If you’re trying to find healthy treats for your dog, then it’s safe to say that marshmallows probably aren’t at the top of your list!
However, you may be wondering whether marshmallows are likely to cause your dog any harm, so in this guide, we’re going to give you the key facts you’ll need to know.
What Are Marshmallows Made From?
Even though the ingredients commonly found in marshmallows can vary from product to product, you’ll generally see similar ingredients that include corn syrup, gelatin, sugar, cornstarch, dextrose, water, as well as a whole host of artificial colorings and flavorings.
The biggest danger here will likely be sugar, which similar to humans, can be a bad ingredient for a dog to consume, especially in any great quantity.
The Dangerous Ingredient
However, something that’s often found in sugar-free marshmallows is Xylitol, which is an artificial sweetener that can be very dangerous to a dog’s health, particularly if it’s consumed in larger quantities.
In fact, some vets speculate that Xylitol is far more hazardous to a dog than chocolate, but even though most owners are aware of the dangers that chocolate poses, fewer people know about the dangers of Xylitol.
If your marshmallows contain Xylitol, then it’ll be important to keep them away from your dog and to make sure you don’t share them with your pooch.
Should You Give Marshmallows To Your Dog?
If you’re eating marshmallows in front of your dog, then there’s certainly a chance that they may beg you to share your treats or at least give you those puppy dog eyes. Furthermore, they may be happy to chomp away on these marshmallows if you share one, even if they aren’t good for your dog.
But even if you feel guilty for enjoying a tasty marshmallow without sharing, it’s best to avoid sharing marshmallows with your dog due to the potential health risks.
But Do Dogs Like Marshmallows?
Some dogs may certainly seem to enjoy eating marshmallows due to the unique texture and flavor they have, but this alone isn’t a good reason for a dog to eat them.
While marshmallows are unlikely to cause any issue it tiny quantities, the sugar can still cause them diarrhea and bloating, and the artificial sweeteners like Xylitol can be dangerous in high quantities.
So even though your dog will likely be fine if they manage to steal a single marshmallow from the floor, it’s not a good idea to make a habit of it.
Can Puppies Eat Marshmallows?
Another question that may concern you is whether it’s okay for puppies to eat marshmallows. A puppy is likely to be very curious about anything you’re eating, especially when they’re still exploring and discovering the world around them.
But puppies have very specific dietary needs during each stage of their development, and the ingredients found in marshmallows are only going to be detrimental to their health, so it’s not a good idea to give marshmallows to a puppy.
Are There Any Benefits?
Now, despite the obvious risks and downsides to giving your dog marshmallows, there are still some vitamins and minerals that can be beneficial to their health. For example, some marshmallows will contain iron, copper, and selenium, as well as modest amounts of protein and fat.

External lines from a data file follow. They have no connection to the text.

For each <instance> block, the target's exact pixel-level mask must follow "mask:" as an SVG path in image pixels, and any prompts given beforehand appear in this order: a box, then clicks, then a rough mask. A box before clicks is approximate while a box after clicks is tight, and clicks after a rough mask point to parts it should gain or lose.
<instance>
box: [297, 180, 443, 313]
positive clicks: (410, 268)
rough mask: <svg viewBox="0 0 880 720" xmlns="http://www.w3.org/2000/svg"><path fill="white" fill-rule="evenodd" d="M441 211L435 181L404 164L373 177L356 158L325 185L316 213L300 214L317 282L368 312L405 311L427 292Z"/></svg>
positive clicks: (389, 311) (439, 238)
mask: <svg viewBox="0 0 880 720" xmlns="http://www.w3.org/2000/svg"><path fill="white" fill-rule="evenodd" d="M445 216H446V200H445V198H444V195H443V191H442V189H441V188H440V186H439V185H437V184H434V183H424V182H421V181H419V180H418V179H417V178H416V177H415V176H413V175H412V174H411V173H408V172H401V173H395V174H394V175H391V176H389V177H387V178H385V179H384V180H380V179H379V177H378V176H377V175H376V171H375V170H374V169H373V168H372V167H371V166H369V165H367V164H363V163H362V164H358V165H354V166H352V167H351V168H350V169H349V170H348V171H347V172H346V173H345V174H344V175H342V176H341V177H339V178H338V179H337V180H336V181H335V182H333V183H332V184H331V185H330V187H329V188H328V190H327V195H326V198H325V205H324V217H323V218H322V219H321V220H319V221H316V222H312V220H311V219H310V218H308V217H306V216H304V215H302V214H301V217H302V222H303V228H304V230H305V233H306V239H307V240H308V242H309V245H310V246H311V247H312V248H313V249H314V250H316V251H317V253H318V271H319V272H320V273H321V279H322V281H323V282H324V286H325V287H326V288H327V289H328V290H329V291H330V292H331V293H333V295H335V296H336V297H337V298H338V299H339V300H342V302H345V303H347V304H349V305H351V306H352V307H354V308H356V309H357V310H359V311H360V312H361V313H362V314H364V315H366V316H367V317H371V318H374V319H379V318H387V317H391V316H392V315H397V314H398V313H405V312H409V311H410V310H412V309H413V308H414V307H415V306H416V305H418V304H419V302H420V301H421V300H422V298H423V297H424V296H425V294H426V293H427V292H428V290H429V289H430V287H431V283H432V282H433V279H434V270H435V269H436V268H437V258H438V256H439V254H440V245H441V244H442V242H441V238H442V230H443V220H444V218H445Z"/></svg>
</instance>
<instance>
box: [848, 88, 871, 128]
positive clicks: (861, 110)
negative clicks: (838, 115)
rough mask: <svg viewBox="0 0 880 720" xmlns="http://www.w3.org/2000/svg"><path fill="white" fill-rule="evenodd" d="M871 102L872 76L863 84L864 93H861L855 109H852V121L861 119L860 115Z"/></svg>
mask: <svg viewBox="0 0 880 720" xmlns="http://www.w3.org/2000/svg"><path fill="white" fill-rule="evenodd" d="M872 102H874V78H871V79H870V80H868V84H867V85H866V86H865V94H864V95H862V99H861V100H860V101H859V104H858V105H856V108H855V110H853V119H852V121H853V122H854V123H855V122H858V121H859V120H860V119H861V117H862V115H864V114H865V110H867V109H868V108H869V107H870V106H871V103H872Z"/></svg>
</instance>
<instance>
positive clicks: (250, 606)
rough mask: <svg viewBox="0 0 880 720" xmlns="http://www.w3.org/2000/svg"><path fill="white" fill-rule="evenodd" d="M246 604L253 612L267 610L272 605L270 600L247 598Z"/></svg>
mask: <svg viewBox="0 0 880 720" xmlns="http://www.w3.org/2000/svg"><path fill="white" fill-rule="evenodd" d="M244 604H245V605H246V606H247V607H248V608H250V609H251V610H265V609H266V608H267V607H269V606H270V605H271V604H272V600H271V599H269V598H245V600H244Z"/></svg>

Of course, this doesn’t necessarily mean that marshmallows are the best way for your dog to consume them! Overall, the excess of sugar poses a risk of diabetes and obesity, as well as the potential for tooth decay and stomach issues.
My Dog Ate Too Many Marshmallows – What Should I Do?
If your dog has managed to get hold of a bag of marshmallows and eaten them all, then it’s wise to check the ingredient label first to see what you’re dealing with. If the nutritional label shows mostly sugar, gelatin, and cornstarch then you may not have anything to worry about if it’s just a handful of marshmallows or just the one time. But you could still see some diarrhea and bloating.
However, if the marshmallows come with Xylitol or artificial flavorings and sweeteners, then you may need to call a pet poison control hotline, especially if you’re noticing any unusual behavior.
You’ll need to have the nutritional label available so you can detail the ingredients to the hotline, and they’ll be able to let you know which ingredients are likely to be toxic to your dog.
There are various signs of Xylitol poisoning that you should look for, such as vomiting, lethargy, and general weakness. Your dog may also have some difficulty with coordination, and in the most severe cases, comas and seizures could occur.
Other potential symptoms of poisoning can include diarrhea, bloat, or constipation, which can also be caused by excess sugar as well as sweeteners.
It goes without saying that if you’re concerned about your dog’s behavior after eating something they shouldn’t, then it’s best to consult your vet and have your dog checked over.